Aufgrund der unterschiedlichen Anforderungen an Geschäftsmodelle, Produkte, Dienstleistungen, Technologien und soziale Praktiken braucht es nicht nur zuverlässige Analysen. Es braucht auch Prozesse und Diskussionsräume zur Entwicklung von konkreten Übergangspfaden und daraus abgeleiteten Investitionsprogrammen und Regulierungen – auf nationaler und regionaler Ebene.

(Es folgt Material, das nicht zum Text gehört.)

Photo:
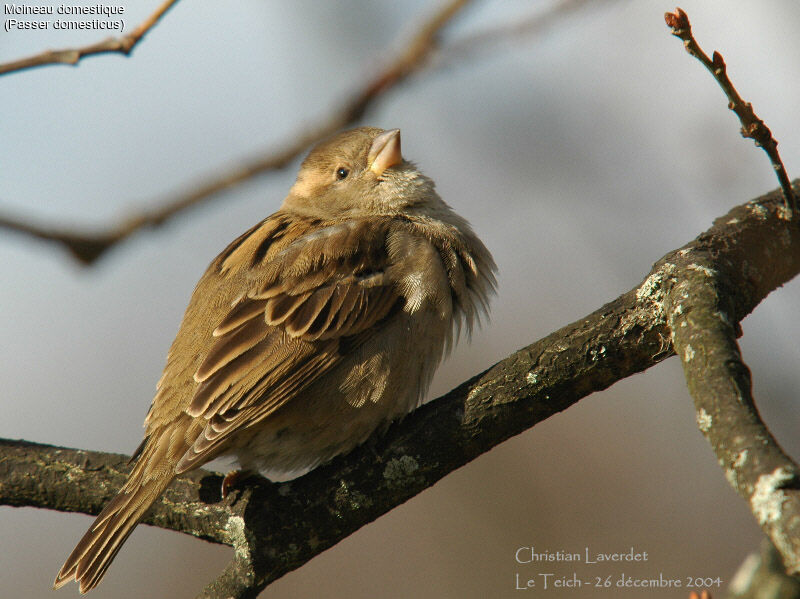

Zukunftsinvestitionen als Zusammenspiel von Öffentlich und Privat

Dabei kommt der öffentlichen Hand eine Schlüsselrolle zu. Sie ist aber auch für die Gestaltung eines klugen, symbiotischen Zusammenspiels von privaten und öffentlichen Investitionen verantwortlich. Das soll nicht nur ein Ansporn für die Unternehmen sein, in die eigene Zukunft zu investieren. Bei der Bereitstellung von Förderungen sind auch Beschäftigungs- und Standortgarantien einzufordern. Angesichts des immensen Finanzierungsbedarfs braucht es aber auch mehr budgetäre Gestaltungsspielräume auf nationaler Ebene. Schließlich ist die Frage der Transformation nicht nur eine technische oder ökonomische, sondern im Kern die soziale Frage des 21. Jahrhunderts. Und nur wenn das Verhältnis von Kosten und Nutzen von allen Beteiligten als fair empfunden wird, wird es auch einen gesellschaftlichen Rückhalt für den notwendigen Umbau Europas geben.